Journalist
Edgerouter vpn site to site: comprehensive guide to setting up IPsec site-to-site VPNs on EdgeRouter devices, best practices, troubleshooting, and performance tips
Edgerouter vpn site to site. This guide walks you through setting up a reliable IPsec site-to-site VPN between EdgeRouter devices, including practical CLI and GUI steps, security hardening, testing, and troubleshooting. You’ll learn about topology options, recommended encryption and authentication settings, how to handle NAT and dynamic IPs, and how to verify tunnels are up and passing traffic. If you’re also browsing for extra privacy tools to complement your remote work, you might want to check this NordVPN offer — it’s a handy companion when you’re working outside the office, especially on public networks.
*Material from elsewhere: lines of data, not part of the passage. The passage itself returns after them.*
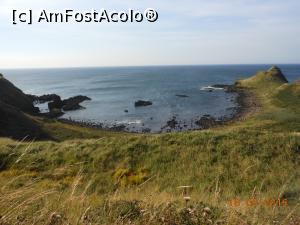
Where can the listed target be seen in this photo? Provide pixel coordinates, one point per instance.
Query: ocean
(175, 91)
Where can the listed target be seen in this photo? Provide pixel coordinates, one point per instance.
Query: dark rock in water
(11, 95)
(206, 122)
(44, 98)
(73, 102)
(118, 127)
(219, 85)
(146, 130)
(140, 103)
(182, 96)
(57, 103)
(276, 73)
(172, 123)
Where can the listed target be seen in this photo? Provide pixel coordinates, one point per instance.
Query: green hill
(98, 177)
(13, 96)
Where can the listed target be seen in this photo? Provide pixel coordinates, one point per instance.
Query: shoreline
(247, 104)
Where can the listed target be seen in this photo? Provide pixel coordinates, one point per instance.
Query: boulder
(57, 103)
(73, 102)
(44, 98)
(140, 103)
(206, 122)
(182, 96)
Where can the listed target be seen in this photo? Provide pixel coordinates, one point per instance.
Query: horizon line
(150, 65)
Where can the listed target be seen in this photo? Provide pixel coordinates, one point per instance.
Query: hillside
(13, 96)
(115, 178)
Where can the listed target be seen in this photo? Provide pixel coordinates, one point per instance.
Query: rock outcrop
(11, 95)
(16, 124)
(140, 103)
Useful resources you might keep handy as you follow along:
– EdgeRouter Documentation – ubnt.com
– IPsec Overview – https://en.wikipedia.org/wiki/IPsec
– Ubiquiti Community Forums – https://community.ubnt.com
– Networking Security Best Practices – https://www.cisco.com
– NordVPN deal affiliate – http://get.affiliatescn.net/aff_c?offer_id=153&aff_id=132441&url_id=754&aff_sub=070326
Understanding EdgeRouter site-to-site VPN
A site-to-site VPN creates an encrypted tunnel between two networks, so devices on one LAN can reach devices on the other LAN as if they were locally connected. EdgeRouter devices from Ubiquiti run EdgeOS, which provides a robust set of VPN options, including IPsec-based site-to-site tunnels. The core concepts you’ll use here are:
– IKE Internet Key Exchange phase 1: establishes the tunnel security parameters.
– IPsec ESP Encapsulating Security Payload phase 2: handles the actual encrypted data transfer.
– Local and remote subnets: define which networks are allowed to traverse the tunnel.
– Tunnel groups IKE/ESP: define the cryptographic suites for the connection.
– NAT traversal and firewall rules: ensure the tunnel can form and allow traffic across the VPN.
In practice, most EdgeRouter site-to-site setups use IPsec with a pre-shared key PSK or cert-based authentication, with AES-256 or AES-128 encryption and SHA-256 for integrity. IKEv2 is generally preferred for better performance and reliability, but older EdgeRouter firmware often uses IKEv1. You’ll typically configure:
– A pair of EdgeRouter devices, each with a WAN IP or dynamic IP with a dynamic DNS setup.
– Each side’s LAN subnet for example, 192.168.1.0/24 on Site A and 10.10.0.0/24 on Site B.
– A secure PSK or a certificate-based identity on each peer.
– Matching IKE/ESP proposals and a tunnel that maps local and remote subnets.
Data shows the global VPN market continues to grow as more organizations adopt site-to-site IPsec for branch connectivity, with IPsec remaining the most widely deployed VPN technology across enterprises. For individuals, using a VPN alongside site-to-site tunnels helps cover remote workers and mobile endpoints when they’re on other networks, though the site-to-site tunnel keeps the main inter-site traffic secured.
Prerequisites
– Two EdgeRouter devices EdgeRouter X, EdgeRouter 4, or higher connected to the internet with public IPs or dynamic IPs with DNS.
– Each site’s LAN subnet clearly defined and non-overlapping e.g., Site A 192.168.1.0/24, Site B 10.10.0.0/24.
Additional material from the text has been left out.